- Predecessor: Khaemtir
- Successor: Seti
- Dynasty: 19th Dynasty
- Pharaoh: Merneptah and perhaps Seti II and Amenmesse
- Burial: Tomb at Aniba

= Messuy =

Ancient Egyptian scribe

Messuy (Messuwy) was Viceroy of Kush, Governor of the South Lands, Scribe of the Tables of the Two Lands during the reign of Merneptah (reigned 1213-1203 BCE) and perhaps Seti II and Amenmesse.

==Viceroy of Kush==
Messuy was appointed Viceroy of Kush in year 5 of Merneptah and followed Khaemtir in office. Messuy added many inscription to temples and sites in Nubia, including Amada, Aksha, Amara, Temple of Beit el-Wali, Wadi es-Sebua, and Bigeh Island.

Messuy may have also been the commander of the army that defeated the Nubian rebellion during Merenptah’s reign as mentioned in the Nubian stelae of the king. This could explain why he held the military title “Overseer of the Army of the Viceroy”.

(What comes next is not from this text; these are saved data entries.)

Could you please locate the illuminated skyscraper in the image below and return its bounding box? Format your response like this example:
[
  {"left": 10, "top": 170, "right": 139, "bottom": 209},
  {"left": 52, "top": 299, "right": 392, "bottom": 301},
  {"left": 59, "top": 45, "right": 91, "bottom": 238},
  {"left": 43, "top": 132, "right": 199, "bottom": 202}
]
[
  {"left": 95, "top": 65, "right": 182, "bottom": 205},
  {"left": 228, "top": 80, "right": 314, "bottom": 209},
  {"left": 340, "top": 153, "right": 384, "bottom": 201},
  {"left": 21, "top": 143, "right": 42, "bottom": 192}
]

==Identification of Messuy with Pharaoh Amenmesse==
Rolf Krauss was the first to suggest that Messuy was to be identified with Amenmesse. Kraus conjectured that Messuy had taken power in Southern Egypt after a short reign of Seti-Merneptah, the son and heir of Merneptah. One argument in favor of Viceroy Messuy taking on a royal role is an addition of a Uraeus to the brow of Messuy's depictions in the Temple of Amada. Dodson for instance is a proponent of this theory, but it has not been generally accepted. Others such as Yurco suggest there is no uraeus, but merely weathering of the stone that gives a false impression of one.

==Death and Burial==
Messuy may have been buried at Aniba. This tomb was excavated and published by Georg Steindorff.